Plus loin, le regard du soldat croyait voir, entre les massifs du bois, fuir une ombre rapide ; mais avant qu’il en pût distinguer les contours, l’apparition s’était évanouie.

– Vous voyez des fantômes et ne voyez pas mon sourire, reprenait son amante.

Un soir, ils arrivèrent à un endroit du parc où le mur de clôture faisait un angle. À la pointe de l’angle, sous des touffes de lierre et de clématites, une porte s’ouvrait sur la campagne. Il fallait passer tout contre cette porte pour la distinguer du mur qui l’encadrait. Les tons bruns de la pierre et du bois se confondaient sous un rideau tremblant de feuillage.
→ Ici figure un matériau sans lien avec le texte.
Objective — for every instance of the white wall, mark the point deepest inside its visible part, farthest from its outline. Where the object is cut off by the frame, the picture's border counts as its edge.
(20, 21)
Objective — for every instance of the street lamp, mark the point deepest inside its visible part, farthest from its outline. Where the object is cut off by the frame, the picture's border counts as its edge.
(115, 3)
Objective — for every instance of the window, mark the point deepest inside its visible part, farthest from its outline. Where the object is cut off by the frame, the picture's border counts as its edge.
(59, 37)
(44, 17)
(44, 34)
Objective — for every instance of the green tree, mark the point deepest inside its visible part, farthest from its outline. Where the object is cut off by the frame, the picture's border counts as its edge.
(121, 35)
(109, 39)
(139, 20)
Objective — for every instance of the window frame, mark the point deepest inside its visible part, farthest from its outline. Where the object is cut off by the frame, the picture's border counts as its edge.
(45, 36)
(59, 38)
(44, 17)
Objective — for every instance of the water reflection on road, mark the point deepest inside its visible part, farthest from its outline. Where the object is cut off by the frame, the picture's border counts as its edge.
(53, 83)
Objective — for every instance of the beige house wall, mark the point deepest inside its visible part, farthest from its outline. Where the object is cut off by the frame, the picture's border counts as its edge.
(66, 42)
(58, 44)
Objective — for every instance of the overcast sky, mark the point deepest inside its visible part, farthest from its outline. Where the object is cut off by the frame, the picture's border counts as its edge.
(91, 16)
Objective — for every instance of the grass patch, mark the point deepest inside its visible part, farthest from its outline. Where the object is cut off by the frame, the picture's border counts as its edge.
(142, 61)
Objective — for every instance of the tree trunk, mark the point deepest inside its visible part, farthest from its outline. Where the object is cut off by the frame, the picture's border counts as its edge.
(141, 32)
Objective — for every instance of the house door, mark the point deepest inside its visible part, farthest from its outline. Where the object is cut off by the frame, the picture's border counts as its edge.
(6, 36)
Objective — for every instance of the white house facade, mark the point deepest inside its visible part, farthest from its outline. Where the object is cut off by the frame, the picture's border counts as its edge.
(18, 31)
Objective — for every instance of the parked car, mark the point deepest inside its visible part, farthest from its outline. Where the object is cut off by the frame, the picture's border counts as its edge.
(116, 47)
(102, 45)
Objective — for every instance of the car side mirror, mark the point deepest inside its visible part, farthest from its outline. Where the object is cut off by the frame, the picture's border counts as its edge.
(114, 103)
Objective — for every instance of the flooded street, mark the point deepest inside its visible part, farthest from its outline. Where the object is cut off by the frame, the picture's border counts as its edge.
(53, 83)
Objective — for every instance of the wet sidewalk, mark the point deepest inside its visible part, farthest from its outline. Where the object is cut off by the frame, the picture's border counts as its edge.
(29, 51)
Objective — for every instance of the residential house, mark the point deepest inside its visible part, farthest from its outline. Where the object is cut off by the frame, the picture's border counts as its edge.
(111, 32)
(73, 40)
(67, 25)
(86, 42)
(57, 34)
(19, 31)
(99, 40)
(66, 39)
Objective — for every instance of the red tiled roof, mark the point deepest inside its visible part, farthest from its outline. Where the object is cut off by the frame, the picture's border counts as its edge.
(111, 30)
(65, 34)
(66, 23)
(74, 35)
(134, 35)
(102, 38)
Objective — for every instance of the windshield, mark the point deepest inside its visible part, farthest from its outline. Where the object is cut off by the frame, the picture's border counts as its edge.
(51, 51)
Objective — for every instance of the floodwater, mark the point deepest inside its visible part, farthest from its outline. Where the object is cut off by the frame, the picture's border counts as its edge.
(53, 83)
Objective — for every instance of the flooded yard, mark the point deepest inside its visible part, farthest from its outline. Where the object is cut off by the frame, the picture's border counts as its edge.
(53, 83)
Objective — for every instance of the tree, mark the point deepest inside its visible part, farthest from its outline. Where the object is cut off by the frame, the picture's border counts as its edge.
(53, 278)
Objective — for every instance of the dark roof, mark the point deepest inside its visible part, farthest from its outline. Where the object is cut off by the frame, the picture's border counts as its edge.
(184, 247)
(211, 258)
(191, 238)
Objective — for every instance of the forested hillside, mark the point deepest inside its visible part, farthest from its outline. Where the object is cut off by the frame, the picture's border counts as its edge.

L’herbe semblait foulée autour de la porte ; deux ou trois rameaux déchirés pendaient le long du mur.

– Les gardes usent-ils de cette porte de sortie ? demanda Belle-Rose.

– Non ; elle est presque inconnue aux gens du château.

– On a passé par là cependant.

– Personne n’a la clef de cette porte, répondit Mme de Châteaufort.

– Regardez, reprit Belle-Rose en montrant du doigt une touffe de mauve froissée.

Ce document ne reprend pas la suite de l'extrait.